It’s not their fault, but companies still have to apologize for massive data breach

It was the data breach heard around the world.

Millions of people’s email information was stolen in a massive security breach after hackers made their way into email marketing firm Epsilon Data Management’s systems. They only got names and email addresses – but just enough information to use to trick people with “phishing emails.”

It has been a test in reputation management for some of the biggest and most public companies, including Best Buy, Citi Bank, Verizon and Target. While they didn’t really do anything wrong, they are still faced with answering to their customers. Passing the buck doesn’t really work in this instance, after all, they hired the company that lost the information.

The swank Ritz-Carlton Hotel Company sent an email to its customers informing them of the breach, saying very contritely: “We take your privacy very seriously. The Ritz-Carlton has a long-standing commitment to protecting the privacy of the personal information that our guests entrust to us. We regret this has taken place and apologize for any inconvenience.”
They also created a FAQ page to further address concerns by their customers. Aside from the FAQ, most of the companies used a similarly worded response.

For Epsilon’s part, it offered an apology from its president Bryan J. Kennedy: “We apologize for the inconvenience that this matter has caused consumers and for the potential unsolicited emails that may occur as a result of this incident.

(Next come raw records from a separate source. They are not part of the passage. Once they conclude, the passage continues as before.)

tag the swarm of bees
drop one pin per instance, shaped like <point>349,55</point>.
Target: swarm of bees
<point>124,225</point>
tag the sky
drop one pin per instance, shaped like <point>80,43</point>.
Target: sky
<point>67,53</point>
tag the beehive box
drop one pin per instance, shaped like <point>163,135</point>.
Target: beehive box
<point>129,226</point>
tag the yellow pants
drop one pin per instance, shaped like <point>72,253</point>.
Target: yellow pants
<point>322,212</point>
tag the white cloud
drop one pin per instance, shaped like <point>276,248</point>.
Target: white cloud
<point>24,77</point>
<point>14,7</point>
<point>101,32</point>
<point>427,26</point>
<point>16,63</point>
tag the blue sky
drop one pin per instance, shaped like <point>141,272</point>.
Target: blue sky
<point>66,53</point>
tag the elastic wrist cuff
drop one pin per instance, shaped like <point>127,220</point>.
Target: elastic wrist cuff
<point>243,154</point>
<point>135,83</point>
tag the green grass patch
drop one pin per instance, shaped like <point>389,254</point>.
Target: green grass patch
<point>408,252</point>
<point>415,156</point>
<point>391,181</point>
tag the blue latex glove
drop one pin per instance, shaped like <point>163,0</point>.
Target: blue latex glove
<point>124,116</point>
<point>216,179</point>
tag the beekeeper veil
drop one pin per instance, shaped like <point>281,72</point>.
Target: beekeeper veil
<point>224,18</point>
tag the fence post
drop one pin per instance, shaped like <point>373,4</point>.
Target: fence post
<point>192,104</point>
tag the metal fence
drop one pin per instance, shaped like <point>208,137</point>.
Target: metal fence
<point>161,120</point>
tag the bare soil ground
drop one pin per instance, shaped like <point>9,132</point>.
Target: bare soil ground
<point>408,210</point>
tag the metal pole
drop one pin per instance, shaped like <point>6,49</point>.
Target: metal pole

We are taking immediate action to develop corrective measures intended to restore client confidence in our business and in turn regain their customers’ confidence.”

Even Epsilon’s parent company, Alliance Data, offered a statement from its CEO Ed Hefferman: “We fully recognize the impact this has had on our clients and their customers, and on behalf of the entire Alliance Data organization, we sincerely apologize.”

Epsilon’s first release came out last Friday, and was a paltry 61 words, saying a “subset” of customers’ data was exposed. Thankfully, a more complete release came out on Wednesday that was about 550 words and fortunately did not use the term “subset.”

Waiting didn’t seem to hurt ADS’s stock price. On Friday, it closed almost unchanged from a week ago, after slipping about $5 when the media caught wind of the story on Monday.

Unlike the Ritz, it did not include a FAQ, although that would have been helpful. And given the massive number of people affected, a separate web page addressing the issue would have made sense.
In this instance, the more information the better, with regard to repairing or preserving reputations.